Germany Sees Tidal Shift in Sentiment Toward Atomic Energy

Melanie Amann, Vicky Isabelle Bargel, Marco Evers

Winter is coming and Klaus Zilian is worried. He lives with his wife and two children in Neustadt, in the northwestern German state of Schleswig-Holstein, in the single-family home the couple bought 14 years ago – 160 square meters (1,500 square feet), seven rooms and insulating plaster the color of champagne. The electricity comes from the municipal utility company, the house is heated with gas and the Baltic Sea is only a five-minute walk away. It's typical middle-class prosperity.

The family will be able to handle the fact that the energy prices are going up due to the Russian reduction of the flows of natural gas into Germany, Zilian says. But what if the house suddenly gets cold because there's just not enough gas? "I can already see us cuddling under blankets," says Zilian, who heads a financial consultancy.

He has backed away from a formerly held conviction. "I was always in favor of the plan to phase out nuclear power," the 54-year-old says of Germany's plan to take all of its atomic energy plants offline by the end of this year. He says the situation changed because of the crisis with Russia. He says he supports keeping nuclear power plants online to prevent having to use natural gas to generate electricity. "We should use the existing nuclear power plants for as long as the crisis lasts," he says.

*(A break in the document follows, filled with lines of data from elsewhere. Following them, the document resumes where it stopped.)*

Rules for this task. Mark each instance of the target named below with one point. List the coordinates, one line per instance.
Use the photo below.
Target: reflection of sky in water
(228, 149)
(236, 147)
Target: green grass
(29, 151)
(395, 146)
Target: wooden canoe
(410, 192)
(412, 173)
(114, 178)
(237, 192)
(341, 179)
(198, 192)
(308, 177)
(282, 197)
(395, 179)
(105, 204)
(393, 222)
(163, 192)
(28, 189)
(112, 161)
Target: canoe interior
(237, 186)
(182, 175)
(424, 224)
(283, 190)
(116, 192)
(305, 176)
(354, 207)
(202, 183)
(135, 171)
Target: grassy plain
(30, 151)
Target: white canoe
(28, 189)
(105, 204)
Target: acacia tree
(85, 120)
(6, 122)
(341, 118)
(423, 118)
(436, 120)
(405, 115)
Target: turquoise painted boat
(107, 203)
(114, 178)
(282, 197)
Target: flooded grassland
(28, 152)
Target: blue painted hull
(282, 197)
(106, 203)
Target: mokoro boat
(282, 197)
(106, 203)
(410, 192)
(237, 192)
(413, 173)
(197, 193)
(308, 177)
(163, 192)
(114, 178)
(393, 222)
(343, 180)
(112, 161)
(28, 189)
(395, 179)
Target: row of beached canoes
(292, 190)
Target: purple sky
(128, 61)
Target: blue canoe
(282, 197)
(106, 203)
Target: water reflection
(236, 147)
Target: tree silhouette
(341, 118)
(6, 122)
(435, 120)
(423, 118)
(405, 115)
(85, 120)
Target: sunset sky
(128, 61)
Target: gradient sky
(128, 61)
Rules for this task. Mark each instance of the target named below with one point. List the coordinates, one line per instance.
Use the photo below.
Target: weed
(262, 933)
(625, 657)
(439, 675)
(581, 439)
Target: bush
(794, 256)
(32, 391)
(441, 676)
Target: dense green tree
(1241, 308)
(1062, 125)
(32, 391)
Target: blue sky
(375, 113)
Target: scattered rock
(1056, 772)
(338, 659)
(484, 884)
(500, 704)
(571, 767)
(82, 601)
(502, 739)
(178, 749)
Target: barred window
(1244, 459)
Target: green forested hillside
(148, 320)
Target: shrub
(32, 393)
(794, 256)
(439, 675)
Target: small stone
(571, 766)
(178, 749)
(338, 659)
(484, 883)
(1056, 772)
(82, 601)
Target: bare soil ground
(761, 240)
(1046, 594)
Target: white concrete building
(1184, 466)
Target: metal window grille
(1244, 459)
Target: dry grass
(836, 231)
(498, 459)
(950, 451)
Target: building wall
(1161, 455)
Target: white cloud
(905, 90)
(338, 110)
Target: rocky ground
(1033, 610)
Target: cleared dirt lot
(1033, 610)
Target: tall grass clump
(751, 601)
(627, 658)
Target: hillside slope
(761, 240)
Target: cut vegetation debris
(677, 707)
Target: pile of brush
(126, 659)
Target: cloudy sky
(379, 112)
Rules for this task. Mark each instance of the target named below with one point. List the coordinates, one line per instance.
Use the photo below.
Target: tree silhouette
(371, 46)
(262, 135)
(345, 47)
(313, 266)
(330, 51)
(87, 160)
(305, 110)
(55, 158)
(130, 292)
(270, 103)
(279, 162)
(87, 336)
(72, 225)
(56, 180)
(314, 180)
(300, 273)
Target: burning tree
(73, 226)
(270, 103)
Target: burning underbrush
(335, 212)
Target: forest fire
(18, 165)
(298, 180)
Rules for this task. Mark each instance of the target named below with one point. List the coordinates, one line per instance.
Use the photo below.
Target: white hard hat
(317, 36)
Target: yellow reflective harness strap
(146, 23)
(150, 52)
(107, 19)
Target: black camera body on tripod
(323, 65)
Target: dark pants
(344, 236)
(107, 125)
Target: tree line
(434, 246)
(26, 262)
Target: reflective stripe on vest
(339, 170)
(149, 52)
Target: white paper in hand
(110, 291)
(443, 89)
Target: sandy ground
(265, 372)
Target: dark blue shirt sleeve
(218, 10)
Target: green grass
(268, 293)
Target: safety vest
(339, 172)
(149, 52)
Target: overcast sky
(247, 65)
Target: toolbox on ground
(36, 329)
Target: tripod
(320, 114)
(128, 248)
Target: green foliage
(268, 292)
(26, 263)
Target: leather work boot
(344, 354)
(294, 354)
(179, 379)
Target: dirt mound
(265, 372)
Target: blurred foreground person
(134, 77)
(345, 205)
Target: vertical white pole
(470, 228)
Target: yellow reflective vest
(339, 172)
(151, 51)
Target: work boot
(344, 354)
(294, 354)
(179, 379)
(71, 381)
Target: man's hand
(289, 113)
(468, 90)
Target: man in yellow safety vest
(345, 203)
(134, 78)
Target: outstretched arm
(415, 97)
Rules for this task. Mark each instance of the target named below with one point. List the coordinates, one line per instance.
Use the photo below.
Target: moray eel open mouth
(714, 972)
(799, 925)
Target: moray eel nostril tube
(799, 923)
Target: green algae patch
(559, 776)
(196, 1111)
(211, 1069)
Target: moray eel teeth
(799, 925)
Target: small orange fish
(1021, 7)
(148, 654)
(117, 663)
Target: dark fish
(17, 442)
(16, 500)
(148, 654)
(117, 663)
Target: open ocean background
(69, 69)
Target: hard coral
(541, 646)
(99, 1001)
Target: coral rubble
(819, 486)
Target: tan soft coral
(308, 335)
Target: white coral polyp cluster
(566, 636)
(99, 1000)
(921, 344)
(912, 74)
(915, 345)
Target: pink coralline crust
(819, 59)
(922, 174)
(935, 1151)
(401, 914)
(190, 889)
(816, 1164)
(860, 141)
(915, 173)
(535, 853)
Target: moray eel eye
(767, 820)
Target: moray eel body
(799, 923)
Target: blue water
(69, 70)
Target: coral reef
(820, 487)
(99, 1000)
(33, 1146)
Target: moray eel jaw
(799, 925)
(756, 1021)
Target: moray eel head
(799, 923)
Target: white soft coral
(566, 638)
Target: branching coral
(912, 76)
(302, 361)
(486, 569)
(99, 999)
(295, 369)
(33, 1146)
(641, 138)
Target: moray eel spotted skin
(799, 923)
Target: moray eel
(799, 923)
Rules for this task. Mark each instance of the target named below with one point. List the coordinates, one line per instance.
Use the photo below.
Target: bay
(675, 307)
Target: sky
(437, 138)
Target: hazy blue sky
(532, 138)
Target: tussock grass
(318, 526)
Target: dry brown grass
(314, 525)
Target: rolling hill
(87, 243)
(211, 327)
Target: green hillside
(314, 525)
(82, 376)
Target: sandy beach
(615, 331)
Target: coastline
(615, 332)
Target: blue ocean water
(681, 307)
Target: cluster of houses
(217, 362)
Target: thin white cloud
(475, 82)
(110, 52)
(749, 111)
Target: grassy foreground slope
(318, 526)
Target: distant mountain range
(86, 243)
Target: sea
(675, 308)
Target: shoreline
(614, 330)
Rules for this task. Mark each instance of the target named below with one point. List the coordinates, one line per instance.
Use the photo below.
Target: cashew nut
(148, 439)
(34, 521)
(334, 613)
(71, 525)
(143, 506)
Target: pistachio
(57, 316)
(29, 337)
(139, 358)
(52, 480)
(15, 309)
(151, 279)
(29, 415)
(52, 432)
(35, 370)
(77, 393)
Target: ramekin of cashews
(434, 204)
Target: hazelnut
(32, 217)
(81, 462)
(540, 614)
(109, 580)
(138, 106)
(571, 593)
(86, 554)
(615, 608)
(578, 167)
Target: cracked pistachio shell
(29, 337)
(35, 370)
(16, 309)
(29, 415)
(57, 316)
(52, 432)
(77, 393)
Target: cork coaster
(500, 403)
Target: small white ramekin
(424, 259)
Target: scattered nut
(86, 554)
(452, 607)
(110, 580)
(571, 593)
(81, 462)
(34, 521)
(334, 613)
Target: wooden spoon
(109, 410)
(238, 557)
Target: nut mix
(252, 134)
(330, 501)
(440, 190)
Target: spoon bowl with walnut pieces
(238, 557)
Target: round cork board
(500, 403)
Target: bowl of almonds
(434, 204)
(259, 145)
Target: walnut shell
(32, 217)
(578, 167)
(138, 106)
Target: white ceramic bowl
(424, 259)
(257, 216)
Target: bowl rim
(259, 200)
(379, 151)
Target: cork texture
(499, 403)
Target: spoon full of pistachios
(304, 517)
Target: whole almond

It's a typical scene from a country that is afraid, even amid the summer heat, of the coming winter and the threat of gas shortages. It's a country eyeing its nuclear power plants, the few that are still operating and those that were just recently switched off, from a new perspective: Couldn't they help now, amid the potentially imminent emergency? In any case, many people no longer seem to see the cooling towers and their clouds of steam as a symbol of evil, but rather one of hope.

Bild vergrößern

The Zillian family in Neustadt in the state of Schleswig-Holstein Foto: Gesche Jäger / DER SPIEGEL

A poll commissioned by DER SPIEGEL has revealed some rather shocking numbers. According to the survey carried out by the online polling firm Civey, only 22 percent of those surveyed are in favor of shutting down the three nuclear plants that are still in operation in Germany – Isar 2, Neckarwestheim 2 and Emsland – as planned at the end of the year.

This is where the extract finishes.